Importantly, when 8-oxoG was placed in the synthetic probes outside of OGG1's “footprint” (39, 40) at 8–11 bp from the NF-κB-binding motif, OGG1 increased its DNA occupancy. Compared with DNA lacking 8-oxoG, the levels of DNA-associated p50-p50 and p50-RelA(p65) were higher by ∼15- and ∼25-fold, respectively. Moreover, in the presence of OGG1, the time required for DNA occupancy of homo- and heterodimeric NF-κB was significantly decreased compared with those without OGG1 in the reaction mixture. The mechanism by which OGG1 increases NF-κB binding is unknown; however, one may propose that OGG1-induced DNA architectural changes are creating a specific interface in DNA that allows for the recognition of motifs in chromatin possibly lowering the previously documented energy need of NF-κB for “twisting” DNA (54). Our studies performed in vitro show that a minimum 8-bp distance was needed between OGG1–8-oxoG and NF-κB-binding site; however, the distance could be more as facilitation of NF-κB's DNA occupancy by sequence-specific transcription factors may occur from ≥20 bp (55 –58). OGG1-mediated DNA architectural changes are well documented (39, 40).
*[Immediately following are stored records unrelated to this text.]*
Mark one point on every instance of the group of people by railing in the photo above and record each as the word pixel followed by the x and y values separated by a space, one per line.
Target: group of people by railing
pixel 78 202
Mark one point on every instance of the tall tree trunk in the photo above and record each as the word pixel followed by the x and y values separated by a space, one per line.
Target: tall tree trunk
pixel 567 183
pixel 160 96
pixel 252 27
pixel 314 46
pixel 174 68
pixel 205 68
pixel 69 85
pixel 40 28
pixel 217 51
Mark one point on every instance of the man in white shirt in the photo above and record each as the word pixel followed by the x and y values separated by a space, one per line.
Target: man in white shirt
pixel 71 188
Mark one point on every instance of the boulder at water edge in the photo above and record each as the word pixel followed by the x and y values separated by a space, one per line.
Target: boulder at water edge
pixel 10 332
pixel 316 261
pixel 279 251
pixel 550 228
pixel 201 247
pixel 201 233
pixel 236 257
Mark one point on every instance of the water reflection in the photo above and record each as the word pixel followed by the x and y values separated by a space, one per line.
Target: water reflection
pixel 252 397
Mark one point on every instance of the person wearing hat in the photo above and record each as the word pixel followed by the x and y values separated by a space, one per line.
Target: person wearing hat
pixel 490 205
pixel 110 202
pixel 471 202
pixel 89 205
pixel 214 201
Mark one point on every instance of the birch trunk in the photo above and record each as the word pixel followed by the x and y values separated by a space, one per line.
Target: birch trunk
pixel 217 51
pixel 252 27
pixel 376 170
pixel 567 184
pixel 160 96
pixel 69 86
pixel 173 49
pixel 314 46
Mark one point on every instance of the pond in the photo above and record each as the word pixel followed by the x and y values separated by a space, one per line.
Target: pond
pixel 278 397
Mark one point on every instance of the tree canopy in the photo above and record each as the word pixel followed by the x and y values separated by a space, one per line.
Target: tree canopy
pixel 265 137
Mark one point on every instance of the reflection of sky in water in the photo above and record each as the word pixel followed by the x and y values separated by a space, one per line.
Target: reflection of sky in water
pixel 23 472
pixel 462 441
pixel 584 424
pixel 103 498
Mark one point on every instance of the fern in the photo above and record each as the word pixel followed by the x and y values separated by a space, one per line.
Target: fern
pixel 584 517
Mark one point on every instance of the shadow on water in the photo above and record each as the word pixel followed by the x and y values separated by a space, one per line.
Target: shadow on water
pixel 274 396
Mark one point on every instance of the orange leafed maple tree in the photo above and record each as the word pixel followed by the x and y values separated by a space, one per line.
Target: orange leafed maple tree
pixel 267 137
OGG1 physically interacts primarily with the heterodimeric NF-κB. These results predict OGG1's interaction with NF-κB·DNA complex; however, such a complex was not observed using EMSA (supershift). It is possible that OGG1·NF-κB ternary complex is disrupted under electrophoretic conditions or the complex is transient similar to those described, e.g. for interaction between OGG1 and special AT-rich sequence-binding protein-1 (59), allowing us to observe individual NF-κB·DNA and OGG1·DNA complexes. In support of a ternary complex, we have shown that OGG1 is present in the transcriptional complex along with NF-κB(RelA), Sp1, TFII-D, and p-RNA·polymerase II only in TNFα-exposed cells (29).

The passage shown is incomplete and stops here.